DUFOSSE v MELBRY EVENTS LTD (2011)

CA (Civ Div) (Rix LJ, McFarlane LJ, Sir Mark Potter) 14/12/2011 PERSONAL INJURY – HEALTH AND SAFETY AT WORK – NEGLIGENCE BREACH OF DUTY OF CARE : CONTRIBUTORY NEGLIGENCE : PERSONAL INJURY :

SAFE SYSTEMS OF WORK : TRIPPING AND SLIPPING : VISITOR TRIPPING OVER PLASTIC ICICLE IN SANTA’S GROTTO An event management company was in breach of its duty to a visitor who suffered a leg injury after tripping and falling over a plastic icicle during a visit to Santa’s grotto. Although a safe system had been devised for checking the floor of the grotto, it had failed on that occasion.
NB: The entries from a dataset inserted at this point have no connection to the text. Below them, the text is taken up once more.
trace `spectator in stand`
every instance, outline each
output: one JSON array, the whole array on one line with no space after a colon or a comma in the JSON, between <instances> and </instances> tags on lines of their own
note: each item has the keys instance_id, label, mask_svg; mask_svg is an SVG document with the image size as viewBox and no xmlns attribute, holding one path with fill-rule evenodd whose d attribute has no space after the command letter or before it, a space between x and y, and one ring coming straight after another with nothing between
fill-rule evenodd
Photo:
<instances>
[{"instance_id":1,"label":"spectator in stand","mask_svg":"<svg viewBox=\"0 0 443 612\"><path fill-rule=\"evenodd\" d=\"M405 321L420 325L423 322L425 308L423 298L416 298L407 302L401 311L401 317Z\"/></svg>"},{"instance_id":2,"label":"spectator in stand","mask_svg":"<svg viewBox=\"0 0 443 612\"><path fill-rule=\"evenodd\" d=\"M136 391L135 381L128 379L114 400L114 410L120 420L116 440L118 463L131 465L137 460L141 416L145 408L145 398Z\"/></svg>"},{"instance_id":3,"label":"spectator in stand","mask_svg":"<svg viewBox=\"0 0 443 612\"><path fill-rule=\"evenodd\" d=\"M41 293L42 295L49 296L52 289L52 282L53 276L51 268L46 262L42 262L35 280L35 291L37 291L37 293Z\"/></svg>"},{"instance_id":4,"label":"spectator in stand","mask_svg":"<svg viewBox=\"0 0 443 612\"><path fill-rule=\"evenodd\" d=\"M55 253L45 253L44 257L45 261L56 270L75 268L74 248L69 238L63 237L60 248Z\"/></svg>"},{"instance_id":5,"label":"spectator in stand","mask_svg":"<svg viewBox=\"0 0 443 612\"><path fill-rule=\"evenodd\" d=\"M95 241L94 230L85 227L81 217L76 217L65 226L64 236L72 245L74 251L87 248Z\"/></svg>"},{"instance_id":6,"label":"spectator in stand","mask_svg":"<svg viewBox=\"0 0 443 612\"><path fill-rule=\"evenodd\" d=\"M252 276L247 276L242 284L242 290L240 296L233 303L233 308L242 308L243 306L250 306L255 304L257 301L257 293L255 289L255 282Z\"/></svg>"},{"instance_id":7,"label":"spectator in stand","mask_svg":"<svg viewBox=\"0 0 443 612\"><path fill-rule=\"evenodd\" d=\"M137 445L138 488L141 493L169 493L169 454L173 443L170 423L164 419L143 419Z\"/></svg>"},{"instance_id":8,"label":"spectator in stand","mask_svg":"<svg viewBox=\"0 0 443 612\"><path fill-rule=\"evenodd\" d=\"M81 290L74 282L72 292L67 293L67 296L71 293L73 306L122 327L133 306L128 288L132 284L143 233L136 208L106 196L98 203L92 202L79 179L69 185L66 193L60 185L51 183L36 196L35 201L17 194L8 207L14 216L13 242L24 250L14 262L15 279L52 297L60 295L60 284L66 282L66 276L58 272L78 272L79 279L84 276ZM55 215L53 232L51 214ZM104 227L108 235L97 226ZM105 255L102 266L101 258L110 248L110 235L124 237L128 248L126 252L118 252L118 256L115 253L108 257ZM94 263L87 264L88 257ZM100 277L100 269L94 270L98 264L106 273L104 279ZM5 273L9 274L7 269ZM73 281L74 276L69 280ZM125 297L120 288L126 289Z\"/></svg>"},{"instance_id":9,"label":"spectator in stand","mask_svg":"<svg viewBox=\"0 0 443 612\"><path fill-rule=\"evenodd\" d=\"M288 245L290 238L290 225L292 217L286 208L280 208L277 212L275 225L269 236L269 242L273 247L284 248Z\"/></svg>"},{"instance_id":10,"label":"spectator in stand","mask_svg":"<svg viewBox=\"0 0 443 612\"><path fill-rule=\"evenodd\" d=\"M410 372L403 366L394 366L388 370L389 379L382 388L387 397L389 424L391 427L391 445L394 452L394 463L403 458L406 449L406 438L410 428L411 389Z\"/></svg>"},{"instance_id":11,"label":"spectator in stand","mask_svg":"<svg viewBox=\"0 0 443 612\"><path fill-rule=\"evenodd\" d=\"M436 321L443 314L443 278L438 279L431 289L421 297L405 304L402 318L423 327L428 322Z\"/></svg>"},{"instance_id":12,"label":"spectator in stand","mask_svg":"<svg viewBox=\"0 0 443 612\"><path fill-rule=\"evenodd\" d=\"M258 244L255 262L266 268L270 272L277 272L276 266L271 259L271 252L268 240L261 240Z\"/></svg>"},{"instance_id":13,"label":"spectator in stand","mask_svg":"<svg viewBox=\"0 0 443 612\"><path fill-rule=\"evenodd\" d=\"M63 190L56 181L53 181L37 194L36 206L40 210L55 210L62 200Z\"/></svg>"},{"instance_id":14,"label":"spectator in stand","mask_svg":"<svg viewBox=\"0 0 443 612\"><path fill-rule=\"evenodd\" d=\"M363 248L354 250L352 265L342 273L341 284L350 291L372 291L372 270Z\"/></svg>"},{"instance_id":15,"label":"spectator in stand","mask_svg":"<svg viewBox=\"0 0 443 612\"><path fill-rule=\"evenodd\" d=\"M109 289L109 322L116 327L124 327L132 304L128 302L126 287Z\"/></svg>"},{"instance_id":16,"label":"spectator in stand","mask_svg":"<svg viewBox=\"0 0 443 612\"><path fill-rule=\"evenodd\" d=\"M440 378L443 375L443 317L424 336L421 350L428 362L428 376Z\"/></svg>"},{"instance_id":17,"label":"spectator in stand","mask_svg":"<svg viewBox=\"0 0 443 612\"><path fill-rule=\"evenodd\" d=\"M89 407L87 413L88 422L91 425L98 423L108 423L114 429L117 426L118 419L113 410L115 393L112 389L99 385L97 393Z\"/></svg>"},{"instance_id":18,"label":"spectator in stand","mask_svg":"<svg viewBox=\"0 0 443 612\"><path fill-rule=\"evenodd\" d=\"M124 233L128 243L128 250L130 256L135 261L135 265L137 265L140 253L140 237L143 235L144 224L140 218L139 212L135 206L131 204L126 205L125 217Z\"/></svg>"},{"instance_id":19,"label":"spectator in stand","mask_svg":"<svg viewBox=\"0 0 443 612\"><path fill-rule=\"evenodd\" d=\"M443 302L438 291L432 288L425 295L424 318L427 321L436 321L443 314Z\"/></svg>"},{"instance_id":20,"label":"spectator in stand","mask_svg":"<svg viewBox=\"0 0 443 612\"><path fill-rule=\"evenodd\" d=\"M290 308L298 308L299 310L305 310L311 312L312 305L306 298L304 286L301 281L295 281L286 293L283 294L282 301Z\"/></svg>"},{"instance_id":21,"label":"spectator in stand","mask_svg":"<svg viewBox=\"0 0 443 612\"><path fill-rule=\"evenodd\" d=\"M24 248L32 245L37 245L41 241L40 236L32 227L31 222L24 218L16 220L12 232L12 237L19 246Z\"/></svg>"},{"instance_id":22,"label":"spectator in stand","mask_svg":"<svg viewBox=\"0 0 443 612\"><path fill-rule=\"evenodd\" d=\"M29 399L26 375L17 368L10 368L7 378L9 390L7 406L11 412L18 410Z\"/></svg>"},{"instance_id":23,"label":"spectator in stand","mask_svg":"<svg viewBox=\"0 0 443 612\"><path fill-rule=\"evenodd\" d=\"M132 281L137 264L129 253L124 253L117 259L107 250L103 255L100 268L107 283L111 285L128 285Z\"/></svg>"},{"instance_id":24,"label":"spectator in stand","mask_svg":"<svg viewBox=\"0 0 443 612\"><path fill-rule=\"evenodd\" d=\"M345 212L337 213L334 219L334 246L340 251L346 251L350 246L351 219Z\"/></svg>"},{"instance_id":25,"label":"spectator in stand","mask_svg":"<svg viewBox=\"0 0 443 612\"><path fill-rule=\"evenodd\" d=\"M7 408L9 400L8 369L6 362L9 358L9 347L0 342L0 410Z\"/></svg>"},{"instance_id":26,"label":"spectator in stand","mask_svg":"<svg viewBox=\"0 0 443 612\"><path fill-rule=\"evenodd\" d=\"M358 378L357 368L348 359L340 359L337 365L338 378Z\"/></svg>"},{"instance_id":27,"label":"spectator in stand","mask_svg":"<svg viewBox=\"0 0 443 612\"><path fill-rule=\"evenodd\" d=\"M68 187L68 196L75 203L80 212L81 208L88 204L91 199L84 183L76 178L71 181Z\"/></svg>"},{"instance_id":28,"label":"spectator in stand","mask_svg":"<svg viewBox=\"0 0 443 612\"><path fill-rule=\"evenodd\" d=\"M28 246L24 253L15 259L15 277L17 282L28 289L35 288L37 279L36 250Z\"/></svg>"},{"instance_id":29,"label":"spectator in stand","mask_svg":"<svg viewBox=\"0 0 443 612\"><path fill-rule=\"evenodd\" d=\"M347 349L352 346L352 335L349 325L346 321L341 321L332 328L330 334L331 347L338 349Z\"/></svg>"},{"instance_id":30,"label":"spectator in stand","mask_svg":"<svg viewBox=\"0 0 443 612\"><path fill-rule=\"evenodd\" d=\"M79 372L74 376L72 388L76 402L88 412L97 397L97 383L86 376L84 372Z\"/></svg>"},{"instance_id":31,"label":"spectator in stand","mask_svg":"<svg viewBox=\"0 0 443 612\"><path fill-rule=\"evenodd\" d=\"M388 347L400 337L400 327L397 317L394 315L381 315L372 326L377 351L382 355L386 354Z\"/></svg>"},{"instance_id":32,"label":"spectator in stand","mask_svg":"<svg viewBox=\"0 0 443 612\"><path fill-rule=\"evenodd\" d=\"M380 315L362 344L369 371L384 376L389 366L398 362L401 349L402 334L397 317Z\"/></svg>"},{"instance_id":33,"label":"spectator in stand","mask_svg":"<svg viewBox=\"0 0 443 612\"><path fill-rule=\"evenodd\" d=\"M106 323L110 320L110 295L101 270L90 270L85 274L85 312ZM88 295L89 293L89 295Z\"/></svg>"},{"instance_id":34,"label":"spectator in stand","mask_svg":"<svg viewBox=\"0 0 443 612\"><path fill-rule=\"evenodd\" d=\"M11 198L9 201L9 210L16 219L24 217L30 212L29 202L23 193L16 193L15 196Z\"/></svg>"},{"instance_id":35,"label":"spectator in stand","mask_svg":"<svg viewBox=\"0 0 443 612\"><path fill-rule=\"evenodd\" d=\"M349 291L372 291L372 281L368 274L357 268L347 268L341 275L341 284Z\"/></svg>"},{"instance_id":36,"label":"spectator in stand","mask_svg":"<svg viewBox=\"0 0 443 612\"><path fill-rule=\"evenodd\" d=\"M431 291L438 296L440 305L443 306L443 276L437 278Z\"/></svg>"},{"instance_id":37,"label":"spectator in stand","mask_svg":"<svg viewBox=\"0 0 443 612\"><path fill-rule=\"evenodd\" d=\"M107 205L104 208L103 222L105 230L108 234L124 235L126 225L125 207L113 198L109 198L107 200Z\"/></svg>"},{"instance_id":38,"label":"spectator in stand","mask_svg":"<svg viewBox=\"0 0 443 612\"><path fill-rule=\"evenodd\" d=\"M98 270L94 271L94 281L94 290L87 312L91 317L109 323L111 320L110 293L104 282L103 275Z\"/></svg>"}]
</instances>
The appellant (D) appealed against a decision that the respondent event management company (M) was not in breach of its duty to her after a fall. D, who was elderly, had gone with five members of her family to visit Santa’s grotto at a well-known department store in London. The store had contracted the operating of the grotto to M. D fell during the visit and injured her leg. The grotto was four metres by three metres in size and was operated by two employees, one who played Santa and the other an elf. The elf’s job was to escort visitors in and out of the grotto and to ensure that everything ran smoothly and that there was nothing loose on the floor. It was also Santa’s responsibility to ensure there was no danger and he had 90 seconds in between the entry of each group of visitors to look around and check from his throne, as he was essentially immobile, that there was no danger. D’s case was that she had lost her balance by stepping on a plastic icicle, a Christmas tree bauble, on the floor of the grotto. M’s case was that she had lost her balance and that there was no icicle on the floor to be tripped over.

The witnesses included an employee of the store who had filled in an incident/accident report within 24 hours of the accident that indicated that the icicle was removed from under D’s left leg. The question for the judge was whether the icicle ought to have been seen by Santa and the elf in the performance of their duties. His view was that, since the icicle had not been seen by them and there was a good safety system in place, there had been no breach of duty; the icicle was not in plain view as it was partly hidden by a toy train which was on the floor alongside the wall.

HELD: (1) The question was: if the icicle was there to be fallen over, was it there to be seen? Even though the system used by Santa and the elf might have been excellent, the elf was concerned with many other duties and it was possible that on that occasion Santa and the elf were not as careful in the taking of precautions as they should have been.

The only proper inference on the balance of probabilities was that the icicle was there to be seen. If it was there to be stepped on, it was there to be seen. The district judge took an overly benevolent view of the performance by Santa and the elf of their duties in D’s case. (2) At the conclusion of the case, the court had been asked to rule on contributory negligence. The judge had not reached a conclusion on that matter as he had found in favour of M. D was an elderly grandmother who had gone with her family on an exciting visit to Santa’s grotto.

Including Santa, there were 8 people in a small space made even smaller by toys and two Christmas trees and the lighting was dim. The accident had happened when D, at the request of the elf, had stepped side-ways and backwards so that she was out of range of a camera. She could not have seen anything at that time as her attention was drawn on entry to the other side of the grotto where the toys were. In the circumstances, it was not D’s duty to ensure that there were no tripping hazards in the grotto; it was the duty of Santa and the elf. Therefore, there was no contributory negligence to take into account.